In order to win Medicare for All, affordable housing, or other real gains in the context of the global meltdown of capitalism, we need to get organized.

In the last days and weeks, working people have initiated heroic struggles against their bosses. From Instacart workers to sanitation workers in Pittsburgh to health care workers in NYC, there is a growing fightback taking place.

We need to link working-class struggles to broader demands. All workers have the right to a safe workplace, and no one should have to choose between income and safety. Workers have the right to strike and refuse work, and we should get organized against efforts to demand we return to workplaces until safety policies are in place.

Workers and our unions must reject any suspension of collective bargaining or the right to form a union. We must also demand “hazard pay” to all essential workers, who should be paid at least “time and a half” during the pandemic. Companies that refuse to operate under these rules should be taken into public ownership with democratic workers control and management.
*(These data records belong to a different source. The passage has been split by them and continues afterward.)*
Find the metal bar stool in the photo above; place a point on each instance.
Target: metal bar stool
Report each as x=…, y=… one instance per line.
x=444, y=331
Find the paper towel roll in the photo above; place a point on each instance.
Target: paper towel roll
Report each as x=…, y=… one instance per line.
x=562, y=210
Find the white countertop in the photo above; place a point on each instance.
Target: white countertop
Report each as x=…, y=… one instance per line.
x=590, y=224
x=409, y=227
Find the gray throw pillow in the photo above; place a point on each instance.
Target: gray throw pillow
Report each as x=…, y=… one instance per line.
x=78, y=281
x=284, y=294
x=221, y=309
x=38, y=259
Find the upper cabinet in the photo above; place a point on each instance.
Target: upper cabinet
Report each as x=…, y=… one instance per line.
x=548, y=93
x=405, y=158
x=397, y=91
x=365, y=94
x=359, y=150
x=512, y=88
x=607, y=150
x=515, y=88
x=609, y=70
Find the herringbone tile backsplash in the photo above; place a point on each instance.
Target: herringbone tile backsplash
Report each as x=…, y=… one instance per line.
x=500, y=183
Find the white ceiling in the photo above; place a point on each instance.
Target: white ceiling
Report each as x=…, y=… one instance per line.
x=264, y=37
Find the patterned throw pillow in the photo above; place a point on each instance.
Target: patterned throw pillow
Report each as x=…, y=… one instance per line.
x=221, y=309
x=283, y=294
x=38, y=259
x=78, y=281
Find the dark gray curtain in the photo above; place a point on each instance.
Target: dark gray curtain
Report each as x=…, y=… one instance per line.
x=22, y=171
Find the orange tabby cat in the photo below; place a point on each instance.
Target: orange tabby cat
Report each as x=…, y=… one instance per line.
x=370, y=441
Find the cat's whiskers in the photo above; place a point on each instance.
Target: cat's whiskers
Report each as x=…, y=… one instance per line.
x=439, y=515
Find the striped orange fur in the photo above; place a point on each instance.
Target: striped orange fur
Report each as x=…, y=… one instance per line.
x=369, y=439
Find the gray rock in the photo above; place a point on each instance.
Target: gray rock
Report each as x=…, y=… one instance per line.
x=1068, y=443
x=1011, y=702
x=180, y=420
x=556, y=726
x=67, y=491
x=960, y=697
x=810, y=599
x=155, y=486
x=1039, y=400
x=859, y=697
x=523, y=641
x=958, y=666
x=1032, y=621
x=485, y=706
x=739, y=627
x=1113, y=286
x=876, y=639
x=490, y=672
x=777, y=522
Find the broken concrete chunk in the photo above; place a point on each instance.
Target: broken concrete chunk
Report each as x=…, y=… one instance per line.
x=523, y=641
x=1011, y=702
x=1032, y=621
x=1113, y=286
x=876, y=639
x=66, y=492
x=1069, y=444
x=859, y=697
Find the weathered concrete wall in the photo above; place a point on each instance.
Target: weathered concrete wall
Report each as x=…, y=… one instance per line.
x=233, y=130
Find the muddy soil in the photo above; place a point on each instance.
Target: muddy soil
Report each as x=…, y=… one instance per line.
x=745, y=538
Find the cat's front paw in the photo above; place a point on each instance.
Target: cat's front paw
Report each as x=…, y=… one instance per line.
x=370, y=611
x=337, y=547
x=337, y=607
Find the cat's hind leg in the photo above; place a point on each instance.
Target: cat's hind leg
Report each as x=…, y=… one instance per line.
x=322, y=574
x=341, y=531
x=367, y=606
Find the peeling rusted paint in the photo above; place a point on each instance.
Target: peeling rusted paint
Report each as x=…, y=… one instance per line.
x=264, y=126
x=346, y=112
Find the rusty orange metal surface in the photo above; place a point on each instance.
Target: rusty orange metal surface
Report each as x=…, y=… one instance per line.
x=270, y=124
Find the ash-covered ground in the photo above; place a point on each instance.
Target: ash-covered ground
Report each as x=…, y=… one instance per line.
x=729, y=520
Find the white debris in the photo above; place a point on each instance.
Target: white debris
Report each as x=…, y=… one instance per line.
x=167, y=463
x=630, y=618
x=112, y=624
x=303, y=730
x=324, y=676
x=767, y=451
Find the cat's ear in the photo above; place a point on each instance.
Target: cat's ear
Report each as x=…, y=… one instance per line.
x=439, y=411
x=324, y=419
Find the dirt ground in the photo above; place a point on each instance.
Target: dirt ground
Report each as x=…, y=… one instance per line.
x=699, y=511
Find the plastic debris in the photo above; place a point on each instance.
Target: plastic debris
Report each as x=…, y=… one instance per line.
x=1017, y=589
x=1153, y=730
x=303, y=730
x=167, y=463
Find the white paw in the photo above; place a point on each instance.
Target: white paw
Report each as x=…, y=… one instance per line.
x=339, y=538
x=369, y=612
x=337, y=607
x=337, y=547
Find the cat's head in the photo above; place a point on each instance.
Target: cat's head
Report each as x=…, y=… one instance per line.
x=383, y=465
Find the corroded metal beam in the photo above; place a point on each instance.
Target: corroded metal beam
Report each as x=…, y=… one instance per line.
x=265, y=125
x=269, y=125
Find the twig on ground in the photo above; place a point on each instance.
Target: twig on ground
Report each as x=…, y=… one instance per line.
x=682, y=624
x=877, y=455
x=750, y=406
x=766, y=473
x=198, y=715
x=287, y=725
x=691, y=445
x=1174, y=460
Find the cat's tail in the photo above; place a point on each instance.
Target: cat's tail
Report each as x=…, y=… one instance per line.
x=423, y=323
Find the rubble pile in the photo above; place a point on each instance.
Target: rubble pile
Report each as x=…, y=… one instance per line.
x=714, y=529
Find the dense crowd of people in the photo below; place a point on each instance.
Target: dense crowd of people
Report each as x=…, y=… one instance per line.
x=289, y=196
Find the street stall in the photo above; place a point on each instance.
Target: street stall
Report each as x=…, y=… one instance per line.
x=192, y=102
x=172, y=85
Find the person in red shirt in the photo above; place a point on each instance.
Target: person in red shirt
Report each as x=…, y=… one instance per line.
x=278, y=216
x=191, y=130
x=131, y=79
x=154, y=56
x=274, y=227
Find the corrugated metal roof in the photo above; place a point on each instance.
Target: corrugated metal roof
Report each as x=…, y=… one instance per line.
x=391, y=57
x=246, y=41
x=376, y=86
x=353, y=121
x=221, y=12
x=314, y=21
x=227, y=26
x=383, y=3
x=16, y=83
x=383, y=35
Around the country, people are out of work and the rent is about to come due. An organization called Rent Strike 2020 is working with Socialist Alternative and others to build for rent strikes in the coming weeks with a demand for suspension of all rents and mortgage payments during the pandemic. If these demands are not met, they may call for a mass rent strike on May 1. A successful rent strike on this scale will require a high degree of organizing in buildings, in neighborhoods, on a citywide and a national level.

This pandemic has laid bare how rotten and brutal capitalism is. It doesn’t have to be like this. We need to fight not only for emergency measures during the pandemic but also for an alternative to this sick system – for a socialist world in which the resources of society and big corporations are democratically owned and planned in a sane and sustainable way, for our needs instead of their profits.